Lord McIntosh of Haringey: The rules of this House and the rules of this Committee do not provide for any sanctions against noble Lords asking questions or making points which are outside the area of the amendment that we are supposed to be considering. Self-denial says that I will answer questions about the amendment and not questions that clearly have nothing to do with it.

Lord Pearson of Rannoch: In that case, if we are to decide whether the Court of Auditors is to be appointed in future on a system of qualified majority voting, with all the disadvantages that I have enumerated, would the Minister care to answer the question that I put to him, and which is well within the amendment, as to how the Court of Auditors' report this year compares with its previous reports? We are talking about the performance of the Court of Auditors whose composition we are asked to change. Also, how is Mr Kinnock getting on with his reforms which concern the Court of Auditors?

Lord Howell of Guildford: We all applaud the spirit of self-denial in which the Minister speaks.

It is right and proper that we should focus on the amendments without excluding some of the reasoning—often the great edifice of reasoning—and events that lie behind the proposals in the Nice Treaty and the wish of the amendment that they might disapply in our own legislation.

What we have established from the short debate is that while our amendment is unlikely to change anything very much, neither will the provision. This therefore is change for change's sake. In addition, Article 248 states:

    "The Court of Auditors shall draw up its Rules of Procedure. Those rules shall require the approval of the Council, acting by a qualified majority".

That change is in heavy type.
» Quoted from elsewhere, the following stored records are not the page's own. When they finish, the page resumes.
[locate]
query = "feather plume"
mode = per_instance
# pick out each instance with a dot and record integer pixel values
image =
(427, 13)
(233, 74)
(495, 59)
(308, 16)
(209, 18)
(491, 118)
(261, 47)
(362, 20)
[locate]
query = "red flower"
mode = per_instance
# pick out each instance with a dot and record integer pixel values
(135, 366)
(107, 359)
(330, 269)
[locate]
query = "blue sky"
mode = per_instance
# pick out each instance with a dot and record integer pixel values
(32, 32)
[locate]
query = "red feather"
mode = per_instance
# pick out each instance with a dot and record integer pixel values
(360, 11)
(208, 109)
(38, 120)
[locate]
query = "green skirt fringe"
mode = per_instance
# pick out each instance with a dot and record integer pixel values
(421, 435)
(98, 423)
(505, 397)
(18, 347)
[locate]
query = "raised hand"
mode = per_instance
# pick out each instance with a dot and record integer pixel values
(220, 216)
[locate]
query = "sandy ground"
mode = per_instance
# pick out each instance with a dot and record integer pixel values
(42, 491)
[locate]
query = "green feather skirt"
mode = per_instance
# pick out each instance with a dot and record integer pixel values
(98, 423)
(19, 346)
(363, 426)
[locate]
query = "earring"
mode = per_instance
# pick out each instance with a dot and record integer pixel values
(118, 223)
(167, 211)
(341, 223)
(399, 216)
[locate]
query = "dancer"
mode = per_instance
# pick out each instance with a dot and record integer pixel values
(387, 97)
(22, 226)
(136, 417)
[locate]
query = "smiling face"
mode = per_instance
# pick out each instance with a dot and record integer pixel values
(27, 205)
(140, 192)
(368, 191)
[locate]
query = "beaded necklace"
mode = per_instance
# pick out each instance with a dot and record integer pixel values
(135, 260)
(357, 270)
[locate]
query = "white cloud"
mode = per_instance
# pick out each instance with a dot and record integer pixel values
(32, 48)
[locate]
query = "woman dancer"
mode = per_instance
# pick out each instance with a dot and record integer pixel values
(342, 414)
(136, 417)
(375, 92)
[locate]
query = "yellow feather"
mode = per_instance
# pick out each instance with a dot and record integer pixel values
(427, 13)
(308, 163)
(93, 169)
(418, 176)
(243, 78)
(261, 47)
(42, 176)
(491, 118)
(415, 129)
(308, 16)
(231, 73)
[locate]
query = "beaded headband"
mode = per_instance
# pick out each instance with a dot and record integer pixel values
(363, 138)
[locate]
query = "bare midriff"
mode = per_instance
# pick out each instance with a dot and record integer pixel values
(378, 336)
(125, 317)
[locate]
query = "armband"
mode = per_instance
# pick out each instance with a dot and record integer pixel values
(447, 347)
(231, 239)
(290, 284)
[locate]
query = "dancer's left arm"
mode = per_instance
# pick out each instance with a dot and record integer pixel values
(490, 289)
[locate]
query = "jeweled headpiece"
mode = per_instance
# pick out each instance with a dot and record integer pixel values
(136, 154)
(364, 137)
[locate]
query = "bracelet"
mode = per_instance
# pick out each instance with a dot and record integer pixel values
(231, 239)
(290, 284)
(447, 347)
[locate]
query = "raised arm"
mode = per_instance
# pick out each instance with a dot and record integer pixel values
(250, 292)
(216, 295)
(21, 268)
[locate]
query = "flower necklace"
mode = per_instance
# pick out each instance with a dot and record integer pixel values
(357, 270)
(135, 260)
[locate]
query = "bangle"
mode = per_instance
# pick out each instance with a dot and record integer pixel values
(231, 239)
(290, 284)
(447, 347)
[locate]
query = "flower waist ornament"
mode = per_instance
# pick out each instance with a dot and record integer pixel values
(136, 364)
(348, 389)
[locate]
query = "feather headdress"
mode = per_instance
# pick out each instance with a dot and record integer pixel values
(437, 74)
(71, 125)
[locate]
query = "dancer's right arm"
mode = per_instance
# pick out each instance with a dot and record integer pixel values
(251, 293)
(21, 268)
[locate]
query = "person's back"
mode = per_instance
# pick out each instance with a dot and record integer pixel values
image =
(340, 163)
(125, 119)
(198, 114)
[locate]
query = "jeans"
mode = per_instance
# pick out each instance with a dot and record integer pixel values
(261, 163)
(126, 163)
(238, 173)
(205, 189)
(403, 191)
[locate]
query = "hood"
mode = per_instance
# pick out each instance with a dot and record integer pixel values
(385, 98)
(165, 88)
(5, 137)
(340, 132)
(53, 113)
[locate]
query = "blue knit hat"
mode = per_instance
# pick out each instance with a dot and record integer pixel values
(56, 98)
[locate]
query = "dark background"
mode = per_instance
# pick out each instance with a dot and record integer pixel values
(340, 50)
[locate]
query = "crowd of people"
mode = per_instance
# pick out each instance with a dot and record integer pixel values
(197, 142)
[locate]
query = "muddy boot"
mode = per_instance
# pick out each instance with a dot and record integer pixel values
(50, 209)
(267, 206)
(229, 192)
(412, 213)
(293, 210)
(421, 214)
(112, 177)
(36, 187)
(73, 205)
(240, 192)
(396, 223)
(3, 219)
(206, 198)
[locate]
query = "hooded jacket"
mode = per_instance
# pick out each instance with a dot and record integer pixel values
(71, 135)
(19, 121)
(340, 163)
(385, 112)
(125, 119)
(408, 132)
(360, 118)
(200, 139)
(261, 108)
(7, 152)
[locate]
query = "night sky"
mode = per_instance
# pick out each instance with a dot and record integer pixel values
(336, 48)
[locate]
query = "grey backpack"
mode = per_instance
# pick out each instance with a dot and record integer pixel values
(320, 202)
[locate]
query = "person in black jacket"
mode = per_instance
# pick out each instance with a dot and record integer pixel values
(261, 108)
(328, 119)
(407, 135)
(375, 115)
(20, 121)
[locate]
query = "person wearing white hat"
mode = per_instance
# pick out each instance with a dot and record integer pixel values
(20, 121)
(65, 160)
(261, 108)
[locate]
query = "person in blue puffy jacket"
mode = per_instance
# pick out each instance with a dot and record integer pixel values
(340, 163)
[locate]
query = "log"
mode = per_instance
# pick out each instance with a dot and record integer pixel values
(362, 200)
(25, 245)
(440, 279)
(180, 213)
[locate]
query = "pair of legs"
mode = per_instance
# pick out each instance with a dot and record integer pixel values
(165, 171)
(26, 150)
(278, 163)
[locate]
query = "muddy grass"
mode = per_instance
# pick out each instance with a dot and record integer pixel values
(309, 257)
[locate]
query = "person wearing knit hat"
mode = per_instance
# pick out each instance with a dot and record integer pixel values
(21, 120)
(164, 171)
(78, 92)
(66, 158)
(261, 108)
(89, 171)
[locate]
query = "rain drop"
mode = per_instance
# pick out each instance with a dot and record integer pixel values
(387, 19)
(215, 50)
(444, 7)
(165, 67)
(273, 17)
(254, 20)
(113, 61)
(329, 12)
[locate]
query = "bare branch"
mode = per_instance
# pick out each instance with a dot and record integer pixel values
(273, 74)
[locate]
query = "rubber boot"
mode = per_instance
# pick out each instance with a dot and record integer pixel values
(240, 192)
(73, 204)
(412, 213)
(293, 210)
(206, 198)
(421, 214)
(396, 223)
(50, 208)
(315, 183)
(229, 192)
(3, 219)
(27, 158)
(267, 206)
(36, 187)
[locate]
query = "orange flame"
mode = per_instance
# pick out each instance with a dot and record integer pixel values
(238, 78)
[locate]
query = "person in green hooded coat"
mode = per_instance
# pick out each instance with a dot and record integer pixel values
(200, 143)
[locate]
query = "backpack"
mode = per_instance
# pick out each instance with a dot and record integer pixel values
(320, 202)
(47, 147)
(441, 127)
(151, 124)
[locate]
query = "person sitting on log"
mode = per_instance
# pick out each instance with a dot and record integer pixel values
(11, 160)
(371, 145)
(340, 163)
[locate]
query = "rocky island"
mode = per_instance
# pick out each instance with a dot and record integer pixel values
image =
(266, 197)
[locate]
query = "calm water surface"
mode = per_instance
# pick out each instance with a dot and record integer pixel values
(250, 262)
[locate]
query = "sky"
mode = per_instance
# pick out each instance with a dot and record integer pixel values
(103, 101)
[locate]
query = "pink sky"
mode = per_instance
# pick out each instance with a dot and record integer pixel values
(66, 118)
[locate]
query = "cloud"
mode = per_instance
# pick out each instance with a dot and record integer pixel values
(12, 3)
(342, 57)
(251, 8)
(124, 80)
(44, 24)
So there, too, is a tiny grandmother's footstep forward in directions as regards which we are right to be on our guard. Bearing in mind the need to make progress and that this is perhaps not a central provision either way, although there are questions left hanging in the air—Why bother? Why do it? Why sign up to it?—I beg leave to withdraw the amendment.

Amendment, by leave, withdrawn.

Lord Howell of Guildford moved Amendment No. 25:

    Page 1, line 9, after "10," insert "other than Article 2, paragraph 41,"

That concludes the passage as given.